在上篇讲到,jettyserver类初始化的时候,共加载了9个war包: jetty-9war

这次分析一下,web-api.war的启动流程。我们知道,java web的启动是从web.xml开始引导的,

	<listener>
		<listener-class>org.springframework.web.context.ContextLoaderListener</listener-class>
	</listener>
	<listener>
		<listener-class>org.apache.nifi.web.contextlistener.ApplicationStartupContextListener</listener-class>
	</listener>

  文件中主要观察这两个配置,contextLoaderListener是spring加载自己的context的,不需要关注,主要关注ApplicationStartupContextListener,这是真正的启动代码。 其实在初始化的时候干的事情不多:

  1. 调用FlowService的启动和初始化方法。

  2. 调用FlowController的onFlowInitialized方法。

一、FlowService的初始化

  1. 启动一个每500毫秒执行一次的SaveReportingTask线程。
     final SaveHolder holder = StandardFlowService.this.saveHolder.get();
         if (holder == null) {
             return;
         }
    
         if (logger.isTraceEnabled()) {
             logger.trace("Save request time {} // Current time {}", holder.saveTime.getTime(), new Date());
         }
    
         final Calendar now = Calendar.getInstance();
         if (holder.saveTime.before(now)) {
             if (logger.isTraceEnabled()) {
                 logger.trace("Waiting for write lock and then will save");
             }
             writeLock.lock();
             try {
                 dao.save(controller, holder.shouldArchive);
                 // Nulling it out if it is still set to our current SaveHolder.  Otherwise leave it alone because it means
                 // another save is already pending.
                 final boolean noSavePending = StandardFlowService.this.saveHolder.compareAndSet(holder, null);
                 logger.info("Saved flow controller {} // Another save pending = {}", controller, !noSavePending);
             } finally {
                 writeLock.unlock();
             }
     }
    

      大致意思就是取得用户设置的保存时间,判断当前时间是否超过这个时间,如果超过了这个时间,调用FlowConfigurationDAO的save方法,该类其实是对界面上配置的processors的配置进行保存,例如坐标、连线关系等。

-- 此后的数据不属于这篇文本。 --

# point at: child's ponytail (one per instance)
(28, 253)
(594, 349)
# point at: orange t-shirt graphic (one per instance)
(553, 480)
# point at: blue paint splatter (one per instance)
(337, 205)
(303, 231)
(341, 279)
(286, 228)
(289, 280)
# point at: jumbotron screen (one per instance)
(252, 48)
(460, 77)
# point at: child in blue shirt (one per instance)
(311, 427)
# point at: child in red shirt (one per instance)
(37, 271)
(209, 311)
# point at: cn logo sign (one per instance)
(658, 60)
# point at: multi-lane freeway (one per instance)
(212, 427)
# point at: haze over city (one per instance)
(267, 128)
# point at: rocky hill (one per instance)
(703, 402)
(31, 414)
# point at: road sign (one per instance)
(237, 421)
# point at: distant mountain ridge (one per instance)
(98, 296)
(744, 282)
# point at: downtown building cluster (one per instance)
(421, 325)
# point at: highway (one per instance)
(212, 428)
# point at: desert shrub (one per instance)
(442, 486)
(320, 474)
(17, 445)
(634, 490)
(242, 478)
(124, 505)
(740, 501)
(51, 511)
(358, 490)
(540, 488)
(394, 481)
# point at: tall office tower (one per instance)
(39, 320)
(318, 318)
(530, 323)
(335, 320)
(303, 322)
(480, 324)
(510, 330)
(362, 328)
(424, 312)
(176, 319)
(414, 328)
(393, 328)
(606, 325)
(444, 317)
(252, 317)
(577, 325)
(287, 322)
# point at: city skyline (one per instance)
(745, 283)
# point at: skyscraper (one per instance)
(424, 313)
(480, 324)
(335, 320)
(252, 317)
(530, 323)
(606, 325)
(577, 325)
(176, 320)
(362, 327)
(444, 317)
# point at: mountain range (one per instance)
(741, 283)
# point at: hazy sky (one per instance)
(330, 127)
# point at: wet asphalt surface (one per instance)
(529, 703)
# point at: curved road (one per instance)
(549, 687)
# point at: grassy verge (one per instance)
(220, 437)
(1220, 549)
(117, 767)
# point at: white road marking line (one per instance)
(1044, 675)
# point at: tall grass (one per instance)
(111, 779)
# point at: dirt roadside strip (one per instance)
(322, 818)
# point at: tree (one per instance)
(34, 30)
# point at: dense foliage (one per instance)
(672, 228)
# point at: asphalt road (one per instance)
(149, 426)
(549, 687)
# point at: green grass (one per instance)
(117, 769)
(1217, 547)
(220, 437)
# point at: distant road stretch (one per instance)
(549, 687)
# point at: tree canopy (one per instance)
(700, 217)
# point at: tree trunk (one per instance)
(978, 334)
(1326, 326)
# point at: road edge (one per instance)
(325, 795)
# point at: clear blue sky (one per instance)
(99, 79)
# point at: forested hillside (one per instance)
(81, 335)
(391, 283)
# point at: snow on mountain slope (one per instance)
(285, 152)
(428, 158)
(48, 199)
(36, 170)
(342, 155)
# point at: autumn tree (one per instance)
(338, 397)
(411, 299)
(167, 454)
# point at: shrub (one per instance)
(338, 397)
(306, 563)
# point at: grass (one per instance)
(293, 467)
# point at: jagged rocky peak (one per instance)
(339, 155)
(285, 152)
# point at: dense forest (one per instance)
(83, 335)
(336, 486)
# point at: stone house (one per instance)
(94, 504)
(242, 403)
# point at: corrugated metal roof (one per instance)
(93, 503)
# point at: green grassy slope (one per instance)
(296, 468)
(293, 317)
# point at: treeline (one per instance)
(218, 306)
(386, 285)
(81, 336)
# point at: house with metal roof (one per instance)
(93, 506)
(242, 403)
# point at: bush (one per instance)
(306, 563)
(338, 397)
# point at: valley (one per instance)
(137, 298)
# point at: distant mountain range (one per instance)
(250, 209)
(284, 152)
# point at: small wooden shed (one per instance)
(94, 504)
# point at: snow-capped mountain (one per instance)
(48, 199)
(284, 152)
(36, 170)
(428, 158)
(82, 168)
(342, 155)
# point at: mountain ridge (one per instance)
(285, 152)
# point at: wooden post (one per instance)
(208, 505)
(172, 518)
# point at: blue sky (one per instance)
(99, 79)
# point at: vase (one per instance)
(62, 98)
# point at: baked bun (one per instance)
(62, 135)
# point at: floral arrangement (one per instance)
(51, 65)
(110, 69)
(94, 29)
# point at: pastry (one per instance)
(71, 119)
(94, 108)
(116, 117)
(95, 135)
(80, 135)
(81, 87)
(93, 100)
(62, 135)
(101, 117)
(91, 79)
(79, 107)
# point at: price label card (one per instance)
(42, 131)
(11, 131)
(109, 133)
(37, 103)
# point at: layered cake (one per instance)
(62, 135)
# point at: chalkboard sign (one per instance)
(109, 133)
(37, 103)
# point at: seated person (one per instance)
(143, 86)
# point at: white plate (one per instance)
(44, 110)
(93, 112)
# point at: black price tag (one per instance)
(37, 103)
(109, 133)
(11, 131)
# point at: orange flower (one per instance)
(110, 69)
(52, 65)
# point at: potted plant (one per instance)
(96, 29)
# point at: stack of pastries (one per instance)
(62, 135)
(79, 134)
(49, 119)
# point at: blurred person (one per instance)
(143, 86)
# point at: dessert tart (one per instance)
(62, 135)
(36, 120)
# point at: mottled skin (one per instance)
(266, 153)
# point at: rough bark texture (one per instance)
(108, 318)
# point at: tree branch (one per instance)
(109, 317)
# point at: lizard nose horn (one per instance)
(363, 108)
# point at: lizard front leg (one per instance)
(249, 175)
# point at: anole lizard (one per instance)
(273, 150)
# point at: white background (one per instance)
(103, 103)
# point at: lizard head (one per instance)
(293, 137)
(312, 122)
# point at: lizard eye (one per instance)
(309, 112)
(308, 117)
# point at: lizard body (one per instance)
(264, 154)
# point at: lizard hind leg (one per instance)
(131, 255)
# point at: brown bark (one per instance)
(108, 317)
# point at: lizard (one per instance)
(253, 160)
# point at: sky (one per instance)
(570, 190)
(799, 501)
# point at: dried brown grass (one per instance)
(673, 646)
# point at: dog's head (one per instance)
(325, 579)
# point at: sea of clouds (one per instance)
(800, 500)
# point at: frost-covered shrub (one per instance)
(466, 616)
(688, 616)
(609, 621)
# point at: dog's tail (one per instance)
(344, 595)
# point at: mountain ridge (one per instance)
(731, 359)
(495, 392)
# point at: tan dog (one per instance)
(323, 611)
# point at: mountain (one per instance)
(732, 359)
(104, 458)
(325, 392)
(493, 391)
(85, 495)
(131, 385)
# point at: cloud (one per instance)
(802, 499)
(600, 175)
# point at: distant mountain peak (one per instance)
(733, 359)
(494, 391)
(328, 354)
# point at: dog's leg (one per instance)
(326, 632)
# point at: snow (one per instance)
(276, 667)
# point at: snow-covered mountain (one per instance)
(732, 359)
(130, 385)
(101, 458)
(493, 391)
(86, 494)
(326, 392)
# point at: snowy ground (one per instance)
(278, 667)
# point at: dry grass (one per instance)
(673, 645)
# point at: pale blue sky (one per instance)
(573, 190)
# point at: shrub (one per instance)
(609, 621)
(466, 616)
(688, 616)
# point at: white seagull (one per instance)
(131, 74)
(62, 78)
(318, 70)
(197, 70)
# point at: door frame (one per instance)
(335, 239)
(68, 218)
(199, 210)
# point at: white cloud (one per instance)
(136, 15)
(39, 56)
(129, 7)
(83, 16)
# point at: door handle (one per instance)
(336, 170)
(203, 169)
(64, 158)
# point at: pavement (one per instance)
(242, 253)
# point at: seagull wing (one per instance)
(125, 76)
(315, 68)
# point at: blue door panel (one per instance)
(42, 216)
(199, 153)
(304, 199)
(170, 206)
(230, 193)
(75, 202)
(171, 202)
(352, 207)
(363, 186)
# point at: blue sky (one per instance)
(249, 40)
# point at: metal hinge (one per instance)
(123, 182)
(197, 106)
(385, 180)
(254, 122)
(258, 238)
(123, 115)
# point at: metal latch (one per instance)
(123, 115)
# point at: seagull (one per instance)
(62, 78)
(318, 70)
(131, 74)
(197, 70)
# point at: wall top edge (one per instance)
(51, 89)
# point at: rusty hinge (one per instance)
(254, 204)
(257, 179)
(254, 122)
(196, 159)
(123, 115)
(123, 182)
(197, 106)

     configFile = flowXmlPath;
     tempFile = configFile.getParent().resolve(configFile.toFile().getName() + ".new.xml.gz");
    
     try (final OutputStream fileOut = Files.newOutputStream(tempFile);
             final OutputStream outStream = new GZIPOutputStream(fileOut)) {
    
         final StandardFlowSerializer xmlTransformer = new StandardFlowSerializer(encryptor);
         controller.serialize(xmlTransformer, outStream);
    
         Files.deleteIfExists(configFile);
         FileUtils.renameFile(tempFile.toFile(), configFile.toFile(), 5, true);
     } catch (final FlowSerializationException fse) {
         throw new IOException(fse);
     } finally {
         Files.deleteIfExists(tempFile);
     }
    

      具体的存储结构不在本文讲述,上面代码的意思就是将界面上的连线等配置保存为一个.xml.gz为扩展名的文件,保存的路径为./config路径下完整名为flow.xml.gz

  2. 从保存的flow.xml.gz中读取配置内容到内存,还原回配置,为后续界面展示提供支持,具体的存储和读取细节单独写一篇。

二、启动组件

FlowService初始化完成之后根据配置文件中的nifi.flowcontroller.autoResumeState配置项判断需要启动的组件。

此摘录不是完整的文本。